Corpus Christi College, Cambridge. Wilkins ligt begraven in de kapel in het centrum.

In 1827 werd Wilkins benoemd tot architect van de Oost-Indische Compagnie, en het jaar daarop voerde hij verbouwingen uit aan haar gebouw in Leadenhall Street. Hij deed mee aan de prijsvraag voor het ontwerp van de Duke of York’s Column, en in 1836 aan die voor de herbouw van de Houses of Parliament.
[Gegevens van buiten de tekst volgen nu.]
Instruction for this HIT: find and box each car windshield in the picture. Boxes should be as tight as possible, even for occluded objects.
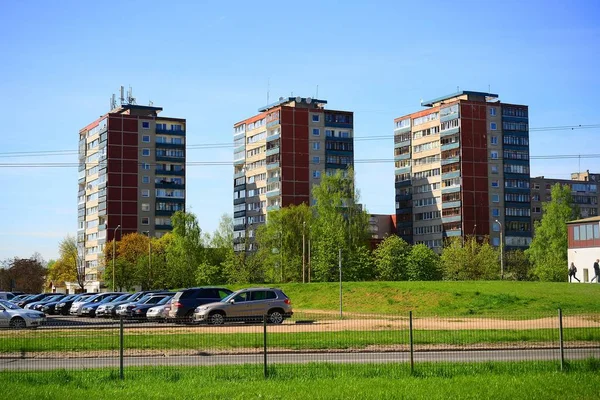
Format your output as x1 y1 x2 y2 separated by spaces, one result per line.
100 295 118 303
157 296 172 305
221 290 242 303
136 295 152 303
60 295 76 301
112 294 131 302
0 300 20 310
46 295 63 302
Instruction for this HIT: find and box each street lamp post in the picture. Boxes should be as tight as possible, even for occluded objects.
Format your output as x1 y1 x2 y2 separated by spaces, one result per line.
112 225 121 291
495 219 504 280
302 221 306 283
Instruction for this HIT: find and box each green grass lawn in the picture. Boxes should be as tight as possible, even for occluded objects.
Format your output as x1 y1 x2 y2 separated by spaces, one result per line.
244 281 600 317
1 328 597 353
2 360 599 400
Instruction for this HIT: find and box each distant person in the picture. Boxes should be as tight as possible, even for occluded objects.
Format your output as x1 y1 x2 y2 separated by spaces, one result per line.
569 263 580 283
591 259 600 283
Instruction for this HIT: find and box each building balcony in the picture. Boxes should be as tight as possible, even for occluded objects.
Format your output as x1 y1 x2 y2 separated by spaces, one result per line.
441 142 460 152
441 157 460 166
326 162 352 169
156 142 185 149
266 147 280 157
442 215 462 224
266 133 280 142
234 158 245 166
393 125 411 134
155 224 173 231
441 185 461 194
396 194 412 201
441 170 460 180
156 195 185 201
233 224 246 232
234 170 245 179
234 144 245 153
394 140 410 149
395 167 411 175
155 169 185 176
98 224 106 231
155 183 185 190
326 136 353 142
266 189 281 198
267 204 280 212
395 180 412 188
155 209 179 216
156 155 185 163
440 113 459 123
444 229 462 237
234 197 245 205
442 201 461 209
267 162 280 170
156 128 185 135
267 176 280 184
234 210 246 218
234 183 246 192
440 127 460 137
394 153 410 161
233 236 246 244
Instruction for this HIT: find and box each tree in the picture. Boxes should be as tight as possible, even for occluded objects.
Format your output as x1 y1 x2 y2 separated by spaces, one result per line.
104 232 151 291
373 235 411 280
441 236 500 280
166 211 206 288
57 235 85 292
505 250 534 281
0 257 47 293
310 169 370 282
199 214 234 285
406 244 442 281
526 183 579 282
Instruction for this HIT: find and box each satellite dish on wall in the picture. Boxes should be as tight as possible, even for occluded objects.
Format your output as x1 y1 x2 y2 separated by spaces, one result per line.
279 97 284 101
295 96 302 103
306 97 312 104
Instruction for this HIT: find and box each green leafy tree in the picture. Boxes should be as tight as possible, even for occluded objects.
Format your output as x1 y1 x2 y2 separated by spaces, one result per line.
197 214 234 285
505 250 534 281
526 183 579 282
373 235 411 280
344 245 375 281
166 211 206 288
56 235 85 292
310 169 370 282
442 236 500 280
406 244 442 281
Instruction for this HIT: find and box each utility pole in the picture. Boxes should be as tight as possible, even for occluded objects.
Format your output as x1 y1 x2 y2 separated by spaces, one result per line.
302 221 306 283
495 219 504 279
112 225 121 291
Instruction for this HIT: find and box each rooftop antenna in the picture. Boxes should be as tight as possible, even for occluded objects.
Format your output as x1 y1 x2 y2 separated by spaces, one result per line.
127 86 136 105
110 93 117 110
149 100 153 106
316 85 319 98
267 78 270 105
120 86 125 105
488 84 491 93
456 86 460 93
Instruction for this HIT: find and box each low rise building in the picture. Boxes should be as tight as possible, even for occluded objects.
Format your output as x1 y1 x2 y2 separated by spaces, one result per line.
566 216 600 283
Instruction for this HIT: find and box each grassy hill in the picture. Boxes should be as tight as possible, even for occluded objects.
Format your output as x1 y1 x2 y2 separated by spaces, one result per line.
235 281 600 318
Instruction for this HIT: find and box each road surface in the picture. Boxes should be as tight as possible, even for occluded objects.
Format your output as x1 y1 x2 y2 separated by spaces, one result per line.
1 348 598 371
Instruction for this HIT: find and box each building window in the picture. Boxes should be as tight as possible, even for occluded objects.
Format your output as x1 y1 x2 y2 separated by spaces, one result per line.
142 163 150 170
142 121 150 129
142 203 150 212
313 170 321 178
533 207 541 213
313 142 320 150
312 128 320 136
491 136 498 145
490 108 496 116
312 114 320 122
491 165 499 174
492 180 499 188
492 237 500 246
492 194 499 203
492 222 500 232
492 208 499 217
142 176 150 184
491 151 498 159
142 189 150 197
313 156 320 164
490 122 497 130
142 148 151 156
141 217 149 225
142 135 151 143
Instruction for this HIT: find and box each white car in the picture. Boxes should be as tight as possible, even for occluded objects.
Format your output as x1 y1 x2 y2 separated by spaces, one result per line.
0 300 46 328
147 304 169 321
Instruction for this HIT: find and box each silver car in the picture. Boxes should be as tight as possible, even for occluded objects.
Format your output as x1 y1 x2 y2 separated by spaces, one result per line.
0 299 46 328
193 288 293 325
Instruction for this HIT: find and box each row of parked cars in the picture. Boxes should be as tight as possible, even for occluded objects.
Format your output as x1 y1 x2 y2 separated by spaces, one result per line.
1 286 294 326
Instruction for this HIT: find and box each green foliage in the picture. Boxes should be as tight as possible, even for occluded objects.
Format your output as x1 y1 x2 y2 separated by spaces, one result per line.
441 237 500 280
373 235 411 280
526 183 579 282
344 245 375 281
505 250 534 281
406 244 442 281
166 211 206 288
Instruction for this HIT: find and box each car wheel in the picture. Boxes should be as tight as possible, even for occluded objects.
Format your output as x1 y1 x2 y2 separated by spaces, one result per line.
208 312 225 325
268 310 284 324
9 317 27 329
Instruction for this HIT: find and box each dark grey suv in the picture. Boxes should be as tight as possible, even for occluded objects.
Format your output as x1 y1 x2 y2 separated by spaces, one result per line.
192 287 293 325
168 287 232 321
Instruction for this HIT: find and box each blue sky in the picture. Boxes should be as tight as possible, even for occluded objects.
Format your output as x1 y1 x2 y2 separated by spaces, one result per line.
0 0 598 262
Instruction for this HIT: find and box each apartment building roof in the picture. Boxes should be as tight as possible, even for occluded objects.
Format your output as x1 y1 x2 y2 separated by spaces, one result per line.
567 216 600 224
421 90 498 107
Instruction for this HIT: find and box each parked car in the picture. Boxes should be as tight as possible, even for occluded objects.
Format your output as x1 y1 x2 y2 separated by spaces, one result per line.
168 287 233 322
27 294 66 311
96 293 135 318
193 288 293 325
55 294 94 315
0 299 46 328
147 302 171 322
70 293 122 316
117 294 173 319
42 294 79 315
10 294 31 303
97 291 168 318
17 293 55 308
130 294 174 320
79 294 123 317
0 292 16 301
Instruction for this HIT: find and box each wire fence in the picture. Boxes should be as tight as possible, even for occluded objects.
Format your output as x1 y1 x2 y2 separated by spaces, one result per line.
0 309 598 379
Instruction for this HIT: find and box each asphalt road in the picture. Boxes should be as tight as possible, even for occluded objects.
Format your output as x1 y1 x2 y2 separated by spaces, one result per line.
1 348 598 371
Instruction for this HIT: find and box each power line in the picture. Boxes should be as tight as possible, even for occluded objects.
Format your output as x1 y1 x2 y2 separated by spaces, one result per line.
0 123 598 159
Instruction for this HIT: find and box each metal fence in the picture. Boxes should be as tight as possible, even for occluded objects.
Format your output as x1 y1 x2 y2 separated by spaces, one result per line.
0 309 598 379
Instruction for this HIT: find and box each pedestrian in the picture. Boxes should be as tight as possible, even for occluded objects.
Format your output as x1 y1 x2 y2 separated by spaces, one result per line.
569 262 580 283
591 259 600 283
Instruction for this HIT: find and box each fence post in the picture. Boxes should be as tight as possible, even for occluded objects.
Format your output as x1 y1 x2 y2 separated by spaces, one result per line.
119 316 124 380
558 308 564 371
263 314 268 378
409 311 414 375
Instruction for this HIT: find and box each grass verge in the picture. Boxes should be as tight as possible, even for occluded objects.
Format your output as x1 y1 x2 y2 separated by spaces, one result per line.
1 328 598 353
1 360 599 399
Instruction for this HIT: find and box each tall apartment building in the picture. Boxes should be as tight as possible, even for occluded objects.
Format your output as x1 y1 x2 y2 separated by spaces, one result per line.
78 104 186 292
531 170 599 225
393 90 531 252
232 97 354 251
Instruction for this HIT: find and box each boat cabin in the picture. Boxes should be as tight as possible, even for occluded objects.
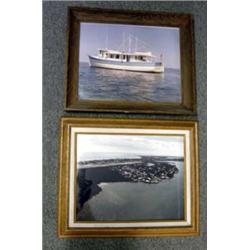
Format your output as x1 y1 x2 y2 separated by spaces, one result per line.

Nadat hij deze laatste niet had gewonnen, viel hij de plannen van zijn rivalen en de beslissing van de commissie aan in een pamflet, getiteld “Phil-archimedes”.

Hij werd na de dood van John Soane in 1837 benoemd tot professor in de architectuur aan de Royal Academy, maar gaf geen lezingen meer voordat hij zelf op 31 augustus 1839 in zijn huis in Cambridge overleed. Hij werd begraven in de crypte onder de kapel van het Corpus Christi College.